The UK has launched a competition calling on inventors to showcase innovative ideas to mitigate the risks to radar systems posed by wind farms.

Launched by the Ministry of Defence’s (MOD) innovation hub, the Defence and Security Accelerator (DASA), the £2m ($2.6m) scheme will target technology to ensure turbines do not interfere with the UK’s Air Defence radar system.

The proposals will focus on mitigating the impact off-shore wind turbines could have on military and civilian radar systems.

It is hoped the move could signal a significant boost to Britain’s renewable energy growth, as the country works to clean up the global economy.

UK defence minister Jeremy Quin said defence technologies have a “huge amount to offer the demands of the 21st century UK” — including addressing the “challenge of climate change”.

“We have an incredible skills base in the UK and this initiative will harness the power of wind turbines whilst ensuring our air defence standards,” he added.


DASA’s competition to mitigate radar risks from wind farms

DASA is taking the lead on sourcing the technology on behalf of the Department for Business, Energy and Industrial Strategy (BEIS), the Royal Air Force, and the Defence Science and Technology Laboratory (Dstl).

It comes at a time when several countries are increasing their adoption in renewables to help reduce greenhouse gas emissions and combat climate change.

In June last year, then-Prime Minister Theresa May signed into law the UK government’s commitment to achieving net-zero emissions by 2050 — the first G7 nation to make such a pledge.

As the UK moves towards clean technologies, 2019 saw renewable energy production outstrip power generated from fossil fuels for the first time.

That growth has helped the UK’s carbon emissions fall by 29% over the past decade — a reduction of 44% from 1990 levels, which will see the country surpass its 2022 target of a 37% cut.

Yet, according to the Committee on Climate Change (CCC), Britain is set to miss its next carbon budget due to the government failing to reduce emissions in agriculture and shortfalls in targets for tree planting.

Clir Renewables
The competition aims to source new technologies to ensure future wind turbines do not impact the UK’s Air Defence radar system (Credit: Flickr/Phil Hollman)

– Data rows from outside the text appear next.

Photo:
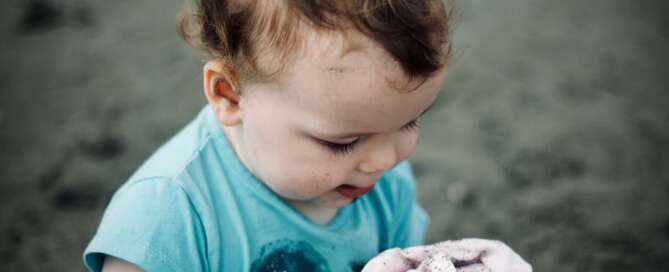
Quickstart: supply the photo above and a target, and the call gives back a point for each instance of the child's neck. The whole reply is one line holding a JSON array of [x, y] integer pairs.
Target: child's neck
[[318, 215]]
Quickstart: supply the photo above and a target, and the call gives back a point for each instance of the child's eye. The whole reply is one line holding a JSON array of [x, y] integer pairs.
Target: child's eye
[[413, 126], [340, 149]]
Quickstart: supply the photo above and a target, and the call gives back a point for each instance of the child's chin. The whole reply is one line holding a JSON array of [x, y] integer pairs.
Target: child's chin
[[338, 202]]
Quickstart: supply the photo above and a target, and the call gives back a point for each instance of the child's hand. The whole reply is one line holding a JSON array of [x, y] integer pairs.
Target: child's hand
[[465, 255]]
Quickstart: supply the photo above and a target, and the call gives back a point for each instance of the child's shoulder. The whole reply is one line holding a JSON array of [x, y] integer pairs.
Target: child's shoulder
[[172, 157], [399, 180]]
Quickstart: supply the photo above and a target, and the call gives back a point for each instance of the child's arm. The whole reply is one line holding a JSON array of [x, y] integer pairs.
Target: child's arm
[[113, 264]]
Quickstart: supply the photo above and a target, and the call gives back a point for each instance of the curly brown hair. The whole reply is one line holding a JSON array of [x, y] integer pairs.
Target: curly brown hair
[[416, 34]]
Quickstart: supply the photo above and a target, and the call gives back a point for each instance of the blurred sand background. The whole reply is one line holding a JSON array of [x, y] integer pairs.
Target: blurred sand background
[[552, 133]]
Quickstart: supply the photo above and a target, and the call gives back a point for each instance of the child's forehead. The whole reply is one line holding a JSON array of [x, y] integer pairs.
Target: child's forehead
[[342, 55]]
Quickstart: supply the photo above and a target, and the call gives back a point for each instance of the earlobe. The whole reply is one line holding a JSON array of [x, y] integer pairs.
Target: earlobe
[[221, 90]]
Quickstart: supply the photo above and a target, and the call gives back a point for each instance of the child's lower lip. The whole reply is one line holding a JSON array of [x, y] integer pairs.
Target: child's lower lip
[[352, 191]]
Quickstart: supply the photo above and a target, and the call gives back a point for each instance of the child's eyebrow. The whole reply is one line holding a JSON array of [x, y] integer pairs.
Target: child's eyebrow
[[352, 135]]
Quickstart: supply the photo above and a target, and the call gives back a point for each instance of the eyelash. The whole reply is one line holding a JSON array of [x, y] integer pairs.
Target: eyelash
[[345, 149]]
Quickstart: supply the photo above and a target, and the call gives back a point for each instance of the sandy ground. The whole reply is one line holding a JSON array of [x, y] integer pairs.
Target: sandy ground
[[552, 132]]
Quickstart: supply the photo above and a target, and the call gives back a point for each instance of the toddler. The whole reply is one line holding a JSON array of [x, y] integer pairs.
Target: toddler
[[298, 162]]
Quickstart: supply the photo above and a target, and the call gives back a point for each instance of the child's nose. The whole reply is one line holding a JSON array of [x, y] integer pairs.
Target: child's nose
[[379, 159]]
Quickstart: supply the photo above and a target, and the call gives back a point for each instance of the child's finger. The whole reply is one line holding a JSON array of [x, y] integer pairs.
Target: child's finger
[[440, 261], [494, 254], [418, 253], [473, 268], [390, 260]]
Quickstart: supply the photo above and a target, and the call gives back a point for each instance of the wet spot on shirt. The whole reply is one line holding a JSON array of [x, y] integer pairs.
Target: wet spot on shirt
[[287, 255]]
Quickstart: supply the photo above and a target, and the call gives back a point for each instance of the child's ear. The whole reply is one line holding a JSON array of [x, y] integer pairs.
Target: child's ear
[[221, 87]]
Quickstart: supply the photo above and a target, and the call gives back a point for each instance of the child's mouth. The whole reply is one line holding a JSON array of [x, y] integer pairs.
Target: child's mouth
[[352, 191]]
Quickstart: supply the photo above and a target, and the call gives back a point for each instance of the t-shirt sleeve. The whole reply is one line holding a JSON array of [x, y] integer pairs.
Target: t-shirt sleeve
[[152, 224], [411, 221]]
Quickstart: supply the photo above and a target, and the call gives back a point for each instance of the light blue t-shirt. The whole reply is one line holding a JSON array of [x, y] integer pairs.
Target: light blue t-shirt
[[193, 206]]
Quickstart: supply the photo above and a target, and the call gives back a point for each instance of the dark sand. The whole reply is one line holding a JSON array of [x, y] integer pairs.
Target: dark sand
[[552, 132]]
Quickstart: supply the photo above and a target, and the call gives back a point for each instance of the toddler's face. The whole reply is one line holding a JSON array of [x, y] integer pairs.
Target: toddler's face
[[334, 118]]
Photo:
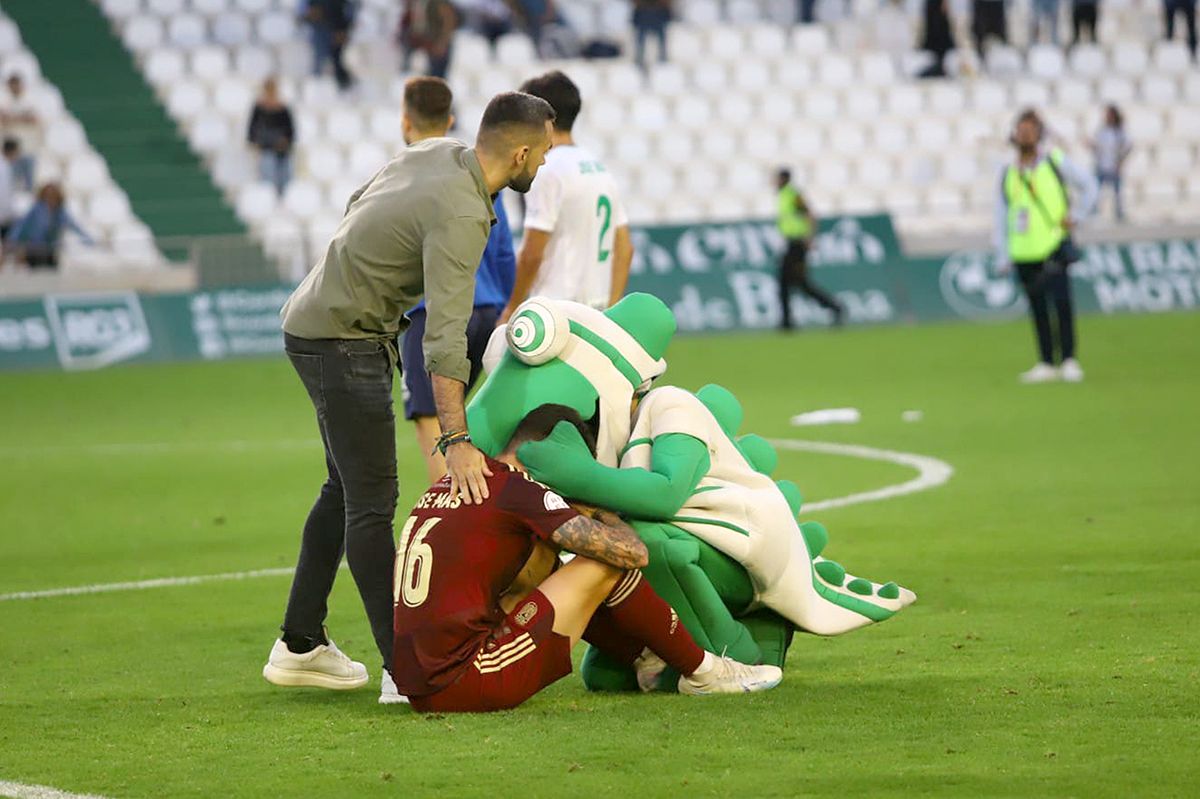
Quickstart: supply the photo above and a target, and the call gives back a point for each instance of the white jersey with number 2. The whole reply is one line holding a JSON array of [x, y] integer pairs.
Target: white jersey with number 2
[[574, 199]]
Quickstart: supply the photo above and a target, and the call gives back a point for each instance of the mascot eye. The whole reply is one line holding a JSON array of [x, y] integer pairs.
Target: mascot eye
[[538, 332]]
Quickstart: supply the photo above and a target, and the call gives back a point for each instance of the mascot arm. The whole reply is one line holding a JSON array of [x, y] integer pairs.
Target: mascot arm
[[564, 462]]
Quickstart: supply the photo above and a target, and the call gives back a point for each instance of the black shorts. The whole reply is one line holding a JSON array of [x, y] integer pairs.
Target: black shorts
[[417, 388]]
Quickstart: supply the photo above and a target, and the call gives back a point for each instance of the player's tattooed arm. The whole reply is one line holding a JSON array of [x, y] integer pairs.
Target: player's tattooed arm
[[605, 539]]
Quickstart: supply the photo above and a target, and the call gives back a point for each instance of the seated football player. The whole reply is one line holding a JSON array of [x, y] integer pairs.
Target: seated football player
[[456, 566]]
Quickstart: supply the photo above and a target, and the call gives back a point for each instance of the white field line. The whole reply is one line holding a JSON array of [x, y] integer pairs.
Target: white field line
[[22, 791], [930, 474]]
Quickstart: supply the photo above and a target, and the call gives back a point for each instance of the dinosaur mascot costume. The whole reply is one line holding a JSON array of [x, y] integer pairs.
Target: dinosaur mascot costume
[[726, 550]]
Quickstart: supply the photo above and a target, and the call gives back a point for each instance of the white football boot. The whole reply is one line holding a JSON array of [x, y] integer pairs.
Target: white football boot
[[1072, 372], [388, 691], [1039, 373], [649, 668], [325, 667], [727, 676]]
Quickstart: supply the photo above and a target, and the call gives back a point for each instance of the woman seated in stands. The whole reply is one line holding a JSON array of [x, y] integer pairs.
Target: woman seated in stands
[[35, 239]]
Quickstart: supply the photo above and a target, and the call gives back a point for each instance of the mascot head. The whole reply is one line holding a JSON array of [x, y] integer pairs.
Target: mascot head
[[570, 354]]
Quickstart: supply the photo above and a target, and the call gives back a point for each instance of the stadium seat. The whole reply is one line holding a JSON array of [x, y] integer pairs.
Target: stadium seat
[[275, 28], [209, 132], [187, 30], [324, 164], [1171, 58], [165, 8], [1047, 61], [142, 34], [186, 100], [210, 64], [1087, 61], [232, 29], [163, 66]]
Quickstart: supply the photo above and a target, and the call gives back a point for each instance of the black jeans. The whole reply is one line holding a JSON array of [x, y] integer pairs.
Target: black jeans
[[349, 384], [793, 272], [1042, 284]]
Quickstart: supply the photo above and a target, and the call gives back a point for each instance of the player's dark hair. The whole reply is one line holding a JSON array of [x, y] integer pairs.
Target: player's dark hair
[[513, 112], [561, 92], [541, 420], [427, 102]]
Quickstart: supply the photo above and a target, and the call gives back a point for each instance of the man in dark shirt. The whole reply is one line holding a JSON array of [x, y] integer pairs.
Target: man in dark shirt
[[471, 640], [417, 228]]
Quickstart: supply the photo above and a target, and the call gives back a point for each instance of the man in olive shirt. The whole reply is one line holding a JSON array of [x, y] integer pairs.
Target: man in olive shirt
[[418, 228]]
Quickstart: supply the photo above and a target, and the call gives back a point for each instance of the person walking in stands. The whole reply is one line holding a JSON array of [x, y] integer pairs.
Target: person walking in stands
[[1033, 223], [273, 133], [427, 116], [798, 227], [417, 229], [1111, 146], [37, 236]]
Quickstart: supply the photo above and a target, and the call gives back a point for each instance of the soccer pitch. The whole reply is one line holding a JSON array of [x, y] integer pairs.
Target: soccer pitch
[[1053, 652]]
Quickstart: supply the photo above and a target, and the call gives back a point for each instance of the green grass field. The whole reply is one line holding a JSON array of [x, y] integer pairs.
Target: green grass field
[[1054, 649]]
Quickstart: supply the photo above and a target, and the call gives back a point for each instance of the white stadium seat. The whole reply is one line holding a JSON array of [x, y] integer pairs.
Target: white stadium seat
[[232, 29], [210, 64], [303, 199], [187, 30], [275, 28], [142, 34], [163, 66]]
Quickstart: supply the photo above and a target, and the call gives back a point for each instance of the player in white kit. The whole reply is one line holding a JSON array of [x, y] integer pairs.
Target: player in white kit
[[576, 244]]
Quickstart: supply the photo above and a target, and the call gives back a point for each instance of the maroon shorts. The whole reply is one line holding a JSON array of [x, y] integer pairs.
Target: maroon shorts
[[522, 656]]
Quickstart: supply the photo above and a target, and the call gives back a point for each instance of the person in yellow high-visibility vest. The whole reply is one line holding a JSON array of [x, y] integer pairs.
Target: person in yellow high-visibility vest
[[798, 227], [1043, 194]]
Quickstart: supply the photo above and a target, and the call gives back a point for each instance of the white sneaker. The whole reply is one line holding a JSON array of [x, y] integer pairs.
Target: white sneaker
[[325, 666], [1072, 372], [1039, 373], [727, 676], [649, 668], [388, 692]]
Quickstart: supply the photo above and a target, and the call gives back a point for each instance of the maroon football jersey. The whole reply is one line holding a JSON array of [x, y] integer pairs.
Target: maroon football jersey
[[453, 564]]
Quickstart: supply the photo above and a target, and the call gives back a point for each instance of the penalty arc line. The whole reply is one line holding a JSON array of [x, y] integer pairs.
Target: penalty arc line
[[931, 473]]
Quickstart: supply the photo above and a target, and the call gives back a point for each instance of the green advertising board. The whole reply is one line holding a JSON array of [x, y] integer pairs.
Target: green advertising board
[[715, 277]]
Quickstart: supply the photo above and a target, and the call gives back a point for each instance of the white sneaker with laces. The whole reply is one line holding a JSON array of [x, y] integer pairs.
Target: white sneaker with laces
[[727, 676], [1072, 372], [649, 668], [388, 692], [325, 667], [1039, 373]]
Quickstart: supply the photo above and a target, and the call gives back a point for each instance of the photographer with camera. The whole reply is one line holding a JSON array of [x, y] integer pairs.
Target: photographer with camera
[[1033, 224]]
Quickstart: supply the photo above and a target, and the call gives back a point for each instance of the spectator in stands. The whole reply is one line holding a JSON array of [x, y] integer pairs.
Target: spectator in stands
[[7, 185], [798, 227], [576, 244], [36, 238], [330, 22], [491, 19], [937, 38], [18, 119], [1043, 196], [651, 18], [427, 115], [1044, 16], [534, 16], [1188, 8], [427, 26], [988, 19], [1111, 146], [1083, 17], [273, 132]]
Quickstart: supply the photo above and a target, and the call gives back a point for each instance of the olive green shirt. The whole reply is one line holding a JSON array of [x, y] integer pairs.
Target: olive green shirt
[[418, 228]]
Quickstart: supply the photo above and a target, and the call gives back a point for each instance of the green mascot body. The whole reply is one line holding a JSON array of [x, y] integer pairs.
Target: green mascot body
[[725, 547]]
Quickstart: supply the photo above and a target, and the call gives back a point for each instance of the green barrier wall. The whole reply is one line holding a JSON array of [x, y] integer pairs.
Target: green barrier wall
[[715, 277]]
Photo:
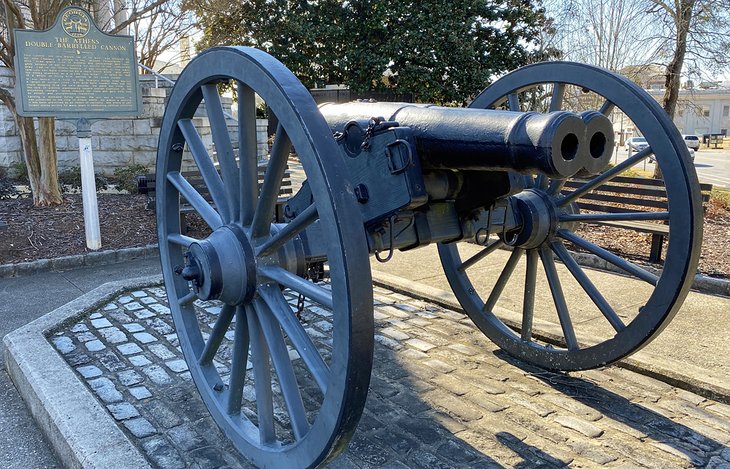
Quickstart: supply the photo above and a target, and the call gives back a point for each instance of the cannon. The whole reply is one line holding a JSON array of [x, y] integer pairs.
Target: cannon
[[387, 176]]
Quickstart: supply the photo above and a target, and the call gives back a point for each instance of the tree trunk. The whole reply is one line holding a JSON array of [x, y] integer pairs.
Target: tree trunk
[[673, 74], [26, 130], [49, 192]]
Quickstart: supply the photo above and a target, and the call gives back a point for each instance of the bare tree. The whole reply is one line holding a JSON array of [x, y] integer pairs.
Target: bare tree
[[696, 35], [161, 32], [612, 34], [39, 147]]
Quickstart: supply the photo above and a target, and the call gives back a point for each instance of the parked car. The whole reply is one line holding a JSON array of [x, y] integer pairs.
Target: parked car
[[636, 144], [691, 155], [692, 141]]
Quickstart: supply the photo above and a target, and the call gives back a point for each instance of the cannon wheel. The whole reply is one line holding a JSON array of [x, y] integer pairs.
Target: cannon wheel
[[684, 216], [296, 412]]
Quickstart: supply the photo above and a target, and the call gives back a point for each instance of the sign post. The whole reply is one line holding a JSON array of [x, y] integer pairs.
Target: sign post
[[76, 72], [88, 186]]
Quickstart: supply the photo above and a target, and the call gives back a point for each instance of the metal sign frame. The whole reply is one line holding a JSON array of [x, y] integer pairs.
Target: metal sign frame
[[74, 33]]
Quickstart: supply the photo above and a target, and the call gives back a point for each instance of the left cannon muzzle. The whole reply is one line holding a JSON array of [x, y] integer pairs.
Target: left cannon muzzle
[[558, 144]]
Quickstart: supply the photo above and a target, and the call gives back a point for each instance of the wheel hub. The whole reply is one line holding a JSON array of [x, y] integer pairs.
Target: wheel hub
[[222, 266], [539, 219]]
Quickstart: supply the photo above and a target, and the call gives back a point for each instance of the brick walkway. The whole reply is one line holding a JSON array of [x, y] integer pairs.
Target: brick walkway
[[441, 395]]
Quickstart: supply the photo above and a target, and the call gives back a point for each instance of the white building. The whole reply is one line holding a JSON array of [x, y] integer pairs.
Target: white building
[[701, 111]]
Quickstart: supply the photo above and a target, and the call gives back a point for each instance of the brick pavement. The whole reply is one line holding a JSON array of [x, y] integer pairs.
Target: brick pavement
[[441, 395]]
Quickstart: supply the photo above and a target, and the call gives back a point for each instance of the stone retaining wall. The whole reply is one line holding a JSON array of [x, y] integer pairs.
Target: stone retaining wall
[[116, 142]]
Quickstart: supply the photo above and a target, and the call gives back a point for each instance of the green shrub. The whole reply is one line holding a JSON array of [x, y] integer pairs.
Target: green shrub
[[125, 179], [721, 197], [70, 180]]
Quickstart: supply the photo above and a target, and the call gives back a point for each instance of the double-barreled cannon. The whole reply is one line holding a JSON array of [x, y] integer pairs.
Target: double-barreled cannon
[[381, 177]]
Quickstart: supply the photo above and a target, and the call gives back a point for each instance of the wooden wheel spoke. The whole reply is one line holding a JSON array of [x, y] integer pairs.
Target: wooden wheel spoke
[[504, 277], [206, 167], [513, 102], [247, 152], [272, 184], [588, 286], [217, 334], [293, 228], [528, 302], [604, 177], [480, 255], [556, 101], [299, 285], [262, 379], [284, 370], [629, 267], [199, 204], [297, 335], [239, 358], [559, 298], [606, 108], [223, 146]]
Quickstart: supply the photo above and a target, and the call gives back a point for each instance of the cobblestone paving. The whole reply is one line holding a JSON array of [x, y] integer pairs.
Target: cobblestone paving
[[441, 395]]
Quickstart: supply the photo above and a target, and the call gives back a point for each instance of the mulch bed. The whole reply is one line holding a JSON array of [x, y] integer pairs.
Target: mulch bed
[[42, 233]]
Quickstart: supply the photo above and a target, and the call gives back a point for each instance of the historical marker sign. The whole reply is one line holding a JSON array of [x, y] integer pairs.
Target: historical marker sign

DASA delivery manager Adam Moore said “crucial innovation like this is vital if we are to meet our renewable energy targets”.

“This competition will not only help us meet our green energy needs, but it will help boost UK prosperity, entrepreneurs and innovators, by investing in their game-changing technology,” he added.

“DASA is proud to be working closely with BEIS, the RAF and Dstl to lead this important work which could transform the UK’s approach to offshore wind power generation.”

The group said the programme builds on the Offshore Wind Sector Deal that was published by the government in March last year.

This committed to working with the sector and wider stakeholders, with plans to build up to 30 gigawatts (GW) of offshore wind by 2030.

The government expects this to represent around 30% of the UK’s electricity need, with a Conservative manifesto commitment to increase this to 40GW by 2030.

The deal also set out industry targets supporting 27,000 jobs and £2.4bn ($3.1bn) per annum of exports by 2030.

It is also expected further proposals will be funded with up to £2m available in total from the BEIS Energy Innovation Programme.